Claim Procedure for Unplanned Treatment
An unplanned treatment is an emergency treatment required for maybe an accident or a stroke. Under such circumstances, you can visit the nearest partner hospital and show your health insurance card to get cashless treatment at the hospital.
The hospital usually fills out the cashless treatment form and dispatches it to the insurer on your behalf. On receiving the form, the insurance provider will issue an authorization letter, and the payment for the treatment will be settled directly between the insurance provider and the hospital – if it is covered and within the limits prescribed by the policy. If it is over and above the limit or not covered by the insurance, you will have to pay for the treatment yourself.
It is important to remember that you can get cashless treatment and hospitalization just in the network hospitals that are approved by your insurance company.
If you have treatment in a hospital that is not impanelled by the insurance company, you cannot use the cashless hospitalization and treatment facility.
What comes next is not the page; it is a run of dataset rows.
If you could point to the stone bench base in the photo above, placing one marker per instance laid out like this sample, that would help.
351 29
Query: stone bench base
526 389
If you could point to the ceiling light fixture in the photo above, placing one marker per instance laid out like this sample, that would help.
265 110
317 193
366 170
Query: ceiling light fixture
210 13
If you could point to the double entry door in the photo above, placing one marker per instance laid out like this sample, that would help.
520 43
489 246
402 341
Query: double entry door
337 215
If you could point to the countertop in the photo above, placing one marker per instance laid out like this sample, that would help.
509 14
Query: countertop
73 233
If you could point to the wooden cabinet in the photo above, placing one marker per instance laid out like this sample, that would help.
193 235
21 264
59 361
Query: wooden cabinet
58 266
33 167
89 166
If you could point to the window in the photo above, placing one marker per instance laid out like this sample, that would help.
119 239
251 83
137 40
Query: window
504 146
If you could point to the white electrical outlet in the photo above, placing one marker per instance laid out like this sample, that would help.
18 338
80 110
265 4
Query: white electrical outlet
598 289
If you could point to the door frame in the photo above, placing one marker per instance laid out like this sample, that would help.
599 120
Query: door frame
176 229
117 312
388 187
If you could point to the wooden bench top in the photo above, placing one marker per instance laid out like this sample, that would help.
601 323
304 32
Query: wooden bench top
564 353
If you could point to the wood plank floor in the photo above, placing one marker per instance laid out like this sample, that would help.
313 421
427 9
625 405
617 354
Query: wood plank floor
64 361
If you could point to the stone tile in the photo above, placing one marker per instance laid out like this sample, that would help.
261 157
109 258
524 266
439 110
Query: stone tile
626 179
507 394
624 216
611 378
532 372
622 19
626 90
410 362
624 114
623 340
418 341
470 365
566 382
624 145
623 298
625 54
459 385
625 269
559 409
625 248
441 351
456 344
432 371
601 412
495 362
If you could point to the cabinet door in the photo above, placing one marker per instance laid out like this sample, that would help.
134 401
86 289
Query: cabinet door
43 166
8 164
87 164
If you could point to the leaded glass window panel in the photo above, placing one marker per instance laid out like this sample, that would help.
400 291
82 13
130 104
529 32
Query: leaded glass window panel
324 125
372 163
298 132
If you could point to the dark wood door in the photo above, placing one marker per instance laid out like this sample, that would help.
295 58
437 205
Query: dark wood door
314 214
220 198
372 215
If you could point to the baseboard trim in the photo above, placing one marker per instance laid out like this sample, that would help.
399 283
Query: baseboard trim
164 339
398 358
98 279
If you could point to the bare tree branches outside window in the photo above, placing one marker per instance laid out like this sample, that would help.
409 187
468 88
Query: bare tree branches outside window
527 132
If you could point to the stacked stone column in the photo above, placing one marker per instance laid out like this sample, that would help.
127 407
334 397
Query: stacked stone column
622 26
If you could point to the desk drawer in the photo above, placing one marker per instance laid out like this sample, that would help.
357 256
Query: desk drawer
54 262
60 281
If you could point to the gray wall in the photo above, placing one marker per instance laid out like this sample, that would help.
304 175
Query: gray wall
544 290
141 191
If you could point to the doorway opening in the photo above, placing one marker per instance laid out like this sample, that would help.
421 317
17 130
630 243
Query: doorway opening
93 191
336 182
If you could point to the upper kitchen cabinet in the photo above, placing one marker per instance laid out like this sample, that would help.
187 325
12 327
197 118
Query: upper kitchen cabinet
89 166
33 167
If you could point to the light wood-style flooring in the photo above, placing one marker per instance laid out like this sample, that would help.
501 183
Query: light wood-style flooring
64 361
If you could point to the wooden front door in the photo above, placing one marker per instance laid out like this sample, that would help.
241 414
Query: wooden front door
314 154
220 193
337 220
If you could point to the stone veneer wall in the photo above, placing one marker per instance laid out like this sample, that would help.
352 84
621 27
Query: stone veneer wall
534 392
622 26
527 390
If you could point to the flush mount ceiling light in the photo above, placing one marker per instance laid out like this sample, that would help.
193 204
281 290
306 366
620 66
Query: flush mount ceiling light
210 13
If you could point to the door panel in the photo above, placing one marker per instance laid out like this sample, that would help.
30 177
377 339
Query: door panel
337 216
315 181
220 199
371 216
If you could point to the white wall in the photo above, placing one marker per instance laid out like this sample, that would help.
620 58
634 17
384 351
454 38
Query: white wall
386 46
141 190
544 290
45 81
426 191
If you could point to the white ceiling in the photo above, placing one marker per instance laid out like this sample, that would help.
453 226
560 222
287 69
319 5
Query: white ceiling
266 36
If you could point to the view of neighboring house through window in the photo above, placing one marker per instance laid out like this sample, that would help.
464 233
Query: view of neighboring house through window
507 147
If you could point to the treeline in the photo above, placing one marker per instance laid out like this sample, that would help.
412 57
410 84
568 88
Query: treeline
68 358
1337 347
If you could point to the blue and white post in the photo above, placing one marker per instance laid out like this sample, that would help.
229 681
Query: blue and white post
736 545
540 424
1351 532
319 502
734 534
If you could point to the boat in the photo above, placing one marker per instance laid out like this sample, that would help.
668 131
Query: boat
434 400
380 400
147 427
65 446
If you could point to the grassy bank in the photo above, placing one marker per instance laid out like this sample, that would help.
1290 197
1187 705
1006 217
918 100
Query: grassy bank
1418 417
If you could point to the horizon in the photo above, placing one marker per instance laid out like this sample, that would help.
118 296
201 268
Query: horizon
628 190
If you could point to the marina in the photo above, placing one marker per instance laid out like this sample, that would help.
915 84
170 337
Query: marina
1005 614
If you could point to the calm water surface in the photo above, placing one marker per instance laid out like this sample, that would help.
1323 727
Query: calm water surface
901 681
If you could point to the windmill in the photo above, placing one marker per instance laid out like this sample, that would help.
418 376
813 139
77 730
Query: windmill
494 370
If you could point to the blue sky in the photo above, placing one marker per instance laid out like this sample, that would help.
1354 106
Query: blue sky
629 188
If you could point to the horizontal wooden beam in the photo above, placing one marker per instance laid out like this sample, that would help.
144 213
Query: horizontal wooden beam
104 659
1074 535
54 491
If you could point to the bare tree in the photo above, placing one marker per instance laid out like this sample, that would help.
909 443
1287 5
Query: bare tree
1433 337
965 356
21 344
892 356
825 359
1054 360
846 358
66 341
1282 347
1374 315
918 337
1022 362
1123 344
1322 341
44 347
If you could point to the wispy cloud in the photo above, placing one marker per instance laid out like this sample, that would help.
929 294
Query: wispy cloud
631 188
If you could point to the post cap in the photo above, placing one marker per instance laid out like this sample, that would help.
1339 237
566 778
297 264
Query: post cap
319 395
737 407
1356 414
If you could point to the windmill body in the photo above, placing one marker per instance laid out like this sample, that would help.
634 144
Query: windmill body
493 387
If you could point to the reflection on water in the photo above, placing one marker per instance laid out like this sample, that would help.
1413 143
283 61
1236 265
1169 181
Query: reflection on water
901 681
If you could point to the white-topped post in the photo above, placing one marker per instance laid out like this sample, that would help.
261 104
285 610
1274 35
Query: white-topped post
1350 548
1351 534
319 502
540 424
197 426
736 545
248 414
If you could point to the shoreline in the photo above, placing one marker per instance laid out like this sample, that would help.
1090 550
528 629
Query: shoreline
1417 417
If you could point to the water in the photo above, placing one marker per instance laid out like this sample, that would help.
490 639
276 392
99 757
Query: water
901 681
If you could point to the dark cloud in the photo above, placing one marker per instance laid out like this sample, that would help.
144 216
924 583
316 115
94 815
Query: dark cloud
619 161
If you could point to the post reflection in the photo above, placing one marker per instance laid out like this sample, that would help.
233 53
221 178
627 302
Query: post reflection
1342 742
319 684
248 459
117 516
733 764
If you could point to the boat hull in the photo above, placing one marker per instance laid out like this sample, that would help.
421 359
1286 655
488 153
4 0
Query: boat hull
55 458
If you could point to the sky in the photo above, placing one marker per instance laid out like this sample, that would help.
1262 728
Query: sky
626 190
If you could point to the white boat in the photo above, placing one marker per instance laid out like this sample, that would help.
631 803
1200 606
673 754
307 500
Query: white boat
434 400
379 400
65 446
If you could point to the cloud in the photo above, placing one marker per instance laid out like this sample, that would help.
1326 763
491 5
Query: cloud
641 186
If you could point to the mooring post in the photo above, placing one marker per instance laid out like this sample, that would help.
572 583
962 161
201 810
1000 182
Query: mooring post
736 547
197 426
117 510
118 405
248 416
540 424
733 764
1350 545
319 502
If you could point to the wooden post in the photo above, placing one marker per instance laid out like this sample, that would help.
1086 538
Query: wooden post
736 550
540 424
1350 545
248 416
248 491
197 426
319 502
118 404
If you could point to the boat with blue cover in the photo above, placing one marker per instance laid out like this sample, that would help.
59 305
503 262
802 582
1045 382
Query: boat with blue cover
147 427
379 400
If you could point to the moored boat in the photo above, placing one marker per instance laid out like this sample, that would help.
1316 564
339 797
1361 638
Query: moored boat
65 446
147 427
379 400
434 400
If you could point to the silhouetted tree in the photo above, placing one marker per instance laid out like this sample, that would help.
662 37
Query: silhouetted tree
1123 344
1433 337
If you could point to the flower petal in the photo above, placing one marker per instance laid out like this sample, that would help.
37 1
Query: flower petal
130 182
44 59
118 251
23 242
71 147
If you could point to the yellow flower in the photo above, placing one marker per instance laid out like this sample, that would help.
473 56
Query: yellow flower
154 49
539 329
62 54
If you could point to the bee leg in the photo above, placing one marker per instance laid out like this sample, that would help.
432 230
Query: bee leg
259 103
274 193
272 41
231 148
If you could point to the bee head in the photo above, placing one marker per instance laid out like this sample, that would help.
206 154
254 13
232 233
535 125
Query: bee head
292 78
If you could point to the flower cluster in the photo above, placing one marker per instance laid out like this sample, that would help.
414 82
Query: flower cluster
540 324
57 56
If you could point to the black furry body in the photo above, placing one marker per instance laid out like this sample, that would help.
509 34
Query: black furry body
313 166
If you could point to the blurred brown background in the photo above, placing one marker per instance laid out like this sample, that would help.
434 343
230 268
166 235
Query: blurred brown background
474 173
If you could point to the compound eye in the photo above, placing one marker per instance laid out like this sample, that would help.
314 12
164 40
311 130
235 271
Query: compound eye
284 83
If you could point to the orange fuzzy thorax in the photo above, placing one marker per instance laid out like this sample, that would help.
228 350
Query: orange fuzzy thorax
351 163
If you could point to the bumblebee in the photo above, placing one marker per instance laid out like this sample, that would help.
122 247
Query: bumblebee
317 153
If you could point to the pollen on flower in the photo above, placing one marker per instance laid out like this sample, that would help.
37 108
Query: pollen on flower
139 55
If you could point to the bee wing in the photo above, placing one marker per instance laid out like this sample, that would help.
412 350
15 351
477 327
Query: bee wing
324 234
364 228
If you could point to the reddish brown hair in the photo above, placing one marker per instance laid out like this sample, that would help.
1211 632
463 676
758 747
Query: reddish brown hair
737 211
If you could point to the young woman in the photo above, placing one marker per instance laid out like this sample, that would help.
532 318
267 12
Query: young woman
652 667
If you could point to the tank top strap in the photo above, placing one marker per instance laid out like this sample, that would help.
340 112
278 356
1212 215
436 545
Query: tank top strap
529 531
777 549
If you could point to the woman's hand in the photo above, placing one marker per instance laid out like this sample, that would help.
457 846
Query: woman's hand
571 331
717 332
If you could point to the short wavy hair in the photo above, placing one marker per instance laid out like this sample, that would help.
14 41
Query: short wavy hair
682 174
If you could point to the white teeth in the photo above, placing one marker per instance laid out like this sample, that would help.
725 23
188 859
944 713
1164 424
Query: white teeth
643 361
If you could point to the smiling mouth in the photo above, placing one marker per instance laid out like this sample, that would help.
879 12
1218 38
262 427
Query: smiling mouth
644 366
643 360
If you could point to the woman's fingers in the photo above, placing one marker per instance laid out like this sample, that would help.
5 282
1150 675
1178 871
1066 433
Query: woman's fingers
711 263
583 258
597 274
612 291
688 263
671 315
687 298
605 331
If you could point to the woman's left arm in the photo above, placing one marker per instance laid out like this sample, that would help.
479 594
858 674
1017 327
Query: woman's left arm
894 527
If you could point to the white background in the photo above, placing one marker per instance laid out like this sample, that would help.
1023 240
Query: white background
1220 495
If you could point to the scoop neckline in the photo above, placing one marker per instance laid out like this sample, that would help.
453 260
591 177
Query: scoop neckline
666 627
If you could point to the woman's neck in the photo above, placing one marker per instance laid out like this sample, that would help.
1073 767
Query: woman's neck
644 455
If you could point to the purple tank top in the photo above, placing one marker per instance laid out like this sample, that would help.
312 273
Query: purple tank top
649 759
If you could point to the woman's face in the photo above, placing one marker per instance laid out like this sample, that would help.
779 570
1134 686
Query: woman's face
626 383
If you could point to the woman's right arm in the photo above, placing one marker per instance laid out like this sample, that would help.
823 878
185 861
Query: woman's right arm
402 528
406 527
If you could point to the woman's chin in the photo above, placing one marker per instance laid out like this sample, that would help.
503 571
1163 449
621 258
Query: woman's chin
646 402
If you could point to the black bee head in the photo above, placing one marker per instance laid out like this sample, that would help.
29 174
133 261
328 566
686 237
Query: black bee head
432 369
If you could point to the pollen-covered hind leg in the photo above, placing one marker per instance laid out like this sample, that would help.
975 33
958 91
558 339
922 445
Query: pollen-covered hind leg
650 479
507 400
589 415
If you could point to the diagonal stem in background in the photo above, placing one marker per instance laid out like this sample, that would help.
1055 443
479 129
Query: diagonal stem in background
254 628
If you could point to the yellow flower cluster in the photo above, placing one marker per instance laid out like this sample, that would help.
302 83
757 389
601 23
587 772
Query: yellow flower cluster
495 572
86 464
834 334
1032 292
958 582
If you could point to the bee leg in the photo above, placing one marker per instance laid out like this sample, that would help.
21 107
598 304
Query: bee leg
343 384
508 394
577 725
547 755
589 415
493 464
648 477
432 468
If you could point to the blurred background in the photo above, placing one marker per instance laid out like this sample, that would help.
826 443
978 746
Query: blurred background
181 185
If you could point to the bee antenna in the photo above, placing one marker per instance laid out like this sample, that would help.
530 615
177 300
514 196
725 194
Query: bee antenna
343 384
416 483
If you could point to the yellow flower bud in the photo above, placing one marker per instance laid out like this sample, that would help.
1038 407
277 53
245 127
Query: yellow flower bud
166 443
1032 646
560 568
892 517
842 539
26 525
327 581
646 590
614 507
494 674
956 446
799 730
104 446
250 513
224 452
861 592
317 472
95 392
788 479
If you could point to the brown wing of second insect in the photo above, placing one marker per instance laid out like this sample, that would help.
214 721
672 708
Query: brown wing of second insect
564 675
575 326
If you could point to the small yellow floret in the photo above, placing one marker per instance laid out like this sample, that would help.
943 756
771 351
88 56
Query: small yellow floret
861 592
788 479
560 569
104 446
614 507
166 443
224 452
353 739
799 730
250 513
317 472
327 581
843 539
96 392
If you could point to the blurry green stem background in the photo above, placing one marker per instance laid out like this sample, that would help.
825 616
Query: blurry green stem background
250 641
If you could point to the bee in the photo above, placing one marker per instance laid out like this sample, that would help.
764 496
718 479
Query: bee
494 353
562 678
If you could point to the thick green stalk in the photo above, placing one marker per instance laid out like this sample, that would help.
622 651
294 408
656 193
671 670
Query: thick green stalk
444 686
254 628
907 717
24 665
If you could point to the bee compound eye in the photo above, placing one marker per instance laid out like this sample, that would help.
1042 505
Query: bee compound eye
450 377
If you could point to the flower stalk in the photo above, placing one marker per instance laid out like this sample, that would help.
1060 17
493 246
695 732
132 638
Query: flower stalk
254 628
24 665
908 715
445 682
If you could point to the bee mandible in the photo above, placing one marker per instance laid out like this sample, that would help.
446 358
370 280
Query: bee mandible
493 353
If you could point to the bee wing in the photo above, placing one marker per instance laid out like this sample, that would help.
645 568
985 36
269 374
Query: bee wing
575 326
Here, you will have to foot the entire bill of the treatment and hospital stay and provide the original bills to the insurance company.
After examining the bills, the insurer will decide whether the plan covers the treatment. If yes, based on your sum assured, you will be reimbursed for the treatment. If the treatment is not covered, your request for reimbursement will be denied.
Documents Required for Health Insurance Claim Reimbursement
When you claim reimbursement from your health insurance provider, you will have to fill out a reimbursement health insurance claim form and submit the following documents along with the form:
● Medical certificate duly signed by the doctor who treated you
● Original discharge card issued by the hospital
● Original bills and receipts
● Prescriptions and cash memos from the pharmacy or hospital
● Tests and investigations conducted
● Invoice / sticker for implants if used in the surgery
● If you meet with an accident and require an emergency treatment, you will have to submit either Medico Legal Certificate or FIR registered by the police
● Cancelled cheque of insured bank account to make the health insurance claim payment through NEFT.